My latest Netflix adventure took me into the heart of the world of economics, and how the thorough mining of data points can bring up some surprising information. I dove headlong into Freakonomics, a documentary based on the book of the same name. This film is an anthology with various writers and directors contributing segments that correspond to chapters in the book. The film’s pieces are held together by interviews of the book’s authors: economist Steven Levitt, and journalist Stephen Dubner, which are placed in order to contextualize each new segment. This is a truly fascinating movie that takes on a wide range of subjects, from real estate, to cheating and corruption in sumo wrestling, to the reason behind falling American crime rates in the 1990’s.
Each segment of the film has an entirely different style yet still manages to blend into a cohesive whole. Due to each directors own style the information is presented in varied ways, taking potentially dry information and bringing it to life. The film not only shows us facts and figures, but provides personal stories, animation, elements of investigative journalism and amusing reenactments to make its points. Freakonomics shows us how to connect the dots and appreciate the uses of economics in a whole new light.
One of the most fascinating portions of the film was the ever controversial assertion that falling in crimes rates in the 1990’s was due, not so much in part to tough policing or stricter jail terms and gun laws, but rather on the 1973 passing of Roe v. Wade. The film argues that legalized abortion was responsible for as much as 50% of the drop in crime. Essentially, Levitt’s data showed that if mothers were able to gain legal access to abortion, and delay the time they have birth until they are ready, it would reduce the number of ‘unwanted’ children, statistically shown to have a greater chance of becoming criminals. Indeed, states that not only legalized abortion, but made it easily accessible, saw a 30% bigger crime drop than the rest of the country. The data has been disputed, yet Levitt claims that even with his figures adjusted to meet criticisms against it, the results are still the same. It’s a powerful assertion, controversial for many reasons, but it certainly leaves a lot to think about.

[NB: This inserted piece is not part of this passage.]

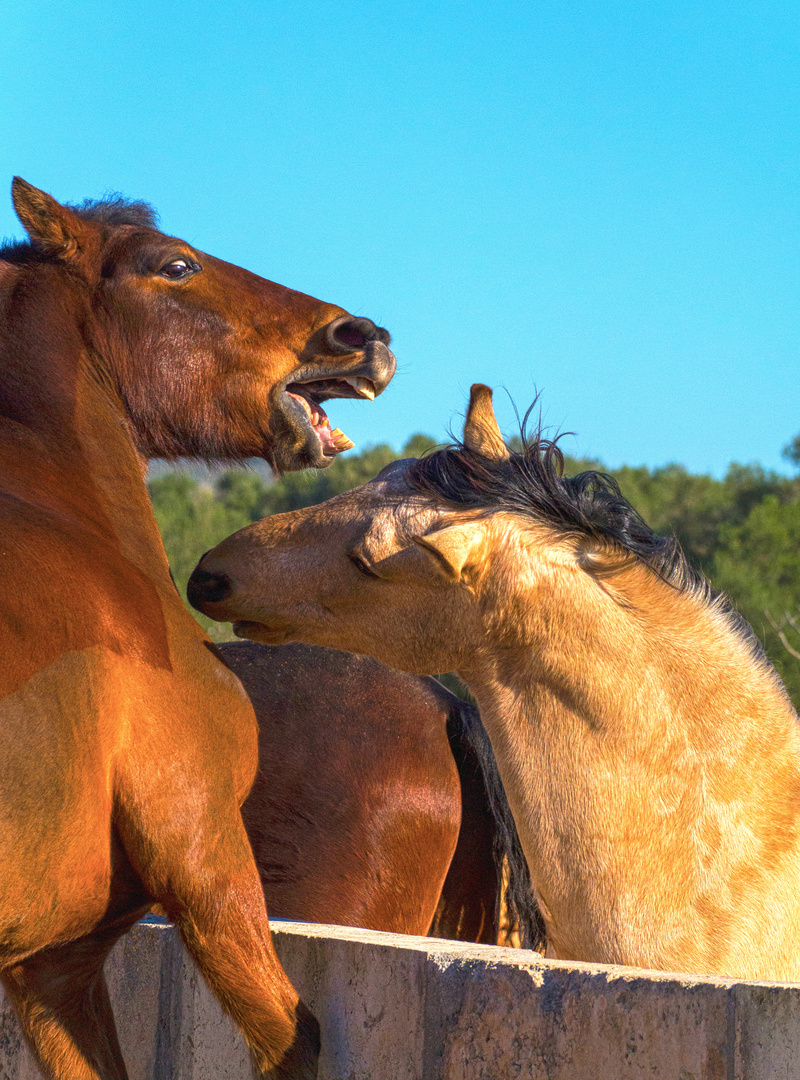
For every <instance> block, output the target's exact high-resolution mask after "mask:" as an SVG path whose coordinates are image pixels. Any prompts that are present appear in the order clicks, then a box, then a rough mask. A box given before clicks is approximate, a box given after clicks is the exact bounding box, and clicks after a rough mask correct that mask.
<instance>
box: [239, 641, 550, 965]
mask: <svg viewBox="0 0 800 1080" xmlns="http://www.w3.org/2000/svg"><path fill="white" fill-rule="evenodd" d="M219 650H220V652H221V653H222V658H223V660H225V662H226V663H227V664H228V666H229V667H230V669H231V671H232V672H233V673H234V674H235V675H238V676H239V678H240V679H241V681H242V685H243V686H244V688H245V690H246V691H247V694H248V697H249V699H250V701H252V702H253V705H254V707H255V710H256V717H257V719H258V748H259V769H258V773H257V775H256V781H255V783H254V785H253V789H252V792H250V794H249V796H248V798H247V800H246V802H245V804H244V806H243V807H242V816H243V819H244V824H245V828H246V829H247V835H248V836H249V838H250V843H252V845H253V852H254V855H255V859H256V866H257V867H258V872H259V874H260V876H261V885H262V886H263V891H265V896H266V900H267V907H268V910H269V913H270V916H283V917H286V918H291V919H302V920H306V921H309V922H334V923H338V924H341V926H353V927H366V928H368V929H371V930H387V931H392V932H394V933H406V934H426V933H429V932H431V933H434V934H435V935H436V936H445V937H456V939H458V940H461V941H475V942H488V943H491V944H496V943H497V942H498V941H499V940H503V935H504V928H503V927H502V926H501V906H502V905H503V904H504V905H505V908H506V909H507V919H509V922H510V923H511V924H512V926H513V927H515V928H518V932H519V936H520V939H521V941H523V943H524V944H531V945H532V944H539V941H540V937H541V927H540V924H539V922H538V918H537V912H535V908H534V905H533V904H532V902H531V894H530V879H529V877H528V868H527V865H526V863H525V856H524V855H523V852H521V848H520V846H519V839H518V837H517V835H516V831H515V828H514V821H513V818H512V815H511V810H510V809H509V806H507V802H506V800H505V796H504V793H503V789H502V784H501V783H500V778H499V774H498V771H497V764H496V761H494V758H493V755H492V754H491V746H490V745H489V740H488V739H487V737H486V733H485V732H484V729H483V726H482V724H480V718H479V716H478V714H477V710H476V708H475V707H474V705H471V704H467V703H466V702H464V701H461V700H460V699H459V698H457V697H456V696H455V694H452V693H450V692H449V690H446V689H445V688H444V687H443V686H442V684H440V683H437V681H436V680H435V679H432V678H421V677H419V676H417V675H407V674H405V673H403V672H396V671H392V669H390V667H385V666H384V665H383V664H381V663H379V662H378V661H377V660H372V659H371V658H369V657H356V656H352V654H351V653H348V652H339V651H337V650H335V649H322V648H318V647H315V646H309V645H285V646H269V645H259V644H256V643H253V642H238V643H233V644H230V643H229V644H226V645H220V646H219Z"/></svg>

Freakonomics is mostly enjoyable, although there are definitely chapters that are more interesting or well presented than others. The least effective segment of the film hands down was on incentives and performance. It features Grade 9 students who are offered a chance to win $50 a month if they are able to raise their grades. It’s a fascinating idea (one that would certainly work on me), but the segment is carried out in a way that makes its point less effective. Rather than meeting a large group of students, we only follow two. Although this affords us a detailed look at their home life, and their own ambitions, it is difficulty to see the widespread effects of the program when looking so closely. The economists running this test inform us that overall the program is working, though less effectively than they would have hoped. They ponder whether a bigger cash incentive would get more students turned on to the idea of studying.

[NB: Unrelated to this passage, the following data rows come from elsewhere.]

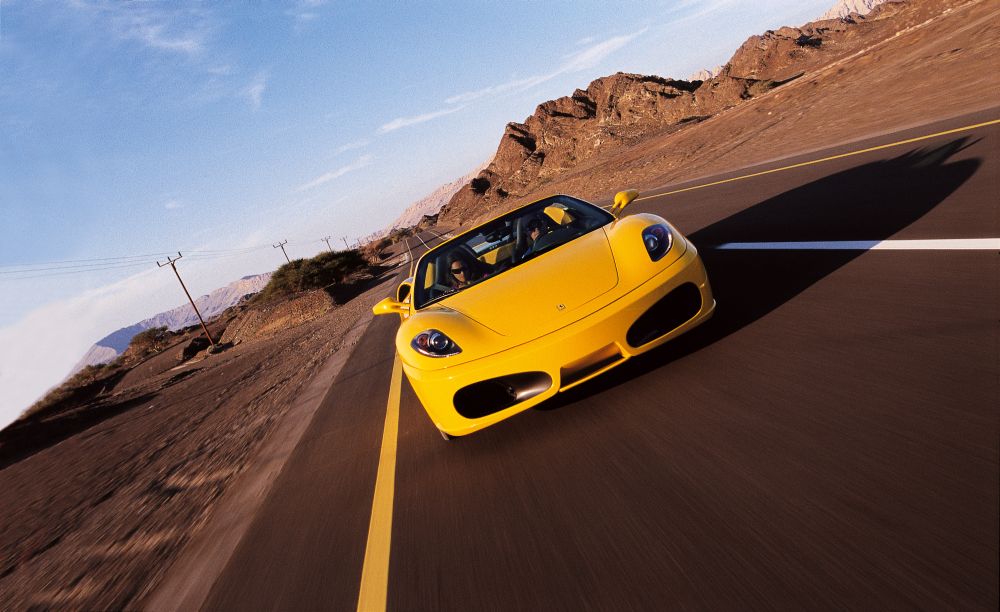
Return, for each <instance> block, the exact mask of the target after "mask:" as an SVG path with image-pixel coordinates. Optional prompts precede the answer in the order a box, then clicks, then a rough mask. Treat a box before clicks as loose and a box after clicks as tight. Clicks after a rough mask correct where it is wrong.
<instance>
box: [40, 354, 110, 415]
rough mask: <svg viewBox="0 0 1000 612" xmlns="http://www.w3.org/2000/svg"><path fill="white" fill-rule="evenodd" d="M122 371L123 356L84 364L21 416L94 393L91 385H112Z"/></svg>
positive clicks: (77, 399) (73, 399)
mask: <svg viewBox="0 0 1000 612" xmlns="http://www.w3.org/2000/svg"><path fill="white" fill-rule="evenodd" d="M121 371H122V358H121V356H119V357H118V358H117V359H115V360H114V361H111V362H109V363H99V364H97V365H88V366H84V367H83V369H81V370H80V371H79V372H77V373H76V374H74V375H72V376H70V377H69V378H67V379H66V380H64V381H63V382H62V383H61V384H60V385H59V386H58V387H56V388H55V389H52V390H51V391H49V392H48V393H46V394H45V395H44V396H43V397H42V398H41V399H39V400H38V401H37V402H35V403H34V404H32V405H31V406H30V407H29V408H28V409H27V410H25V411H24V413H23V414H22V415H21V417H20V418H25V417H29V416H31V415H33V414H37V413H39V412H43V411H45V410H47V409H49V408H53V407H56V406H58V405H60V404H63V403H67V402H71V401H75V400H80V399H81V398H86V397H87V396H89V395H92V391H91V389H90V388H91V387H103V386H104V383H107V384H108V386H110V385H111V384H113V382H114V379H115V378H116V376H117V375H118V374H120V373H121Z"/></svg>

As much as I enjoyed the film, I still feel like it has a large problem. Just like the ever popular TED Talks, it over simplifies complex information, making it seem as though multi-faceted problems can have simple solutions or reasons behind them. I just don’t buy it, and even if the information is accurate I almost feel cheated watching a program that feeds its audience information in bite sized pieces, while blowing past the complexities behind the data. You could make an entire film on just one of the film’s sections and still not even begin to scratch the surface. I enjoyed Freakonomics, but the film could have been even more interesting if it had done more than just skim the top of its arguments.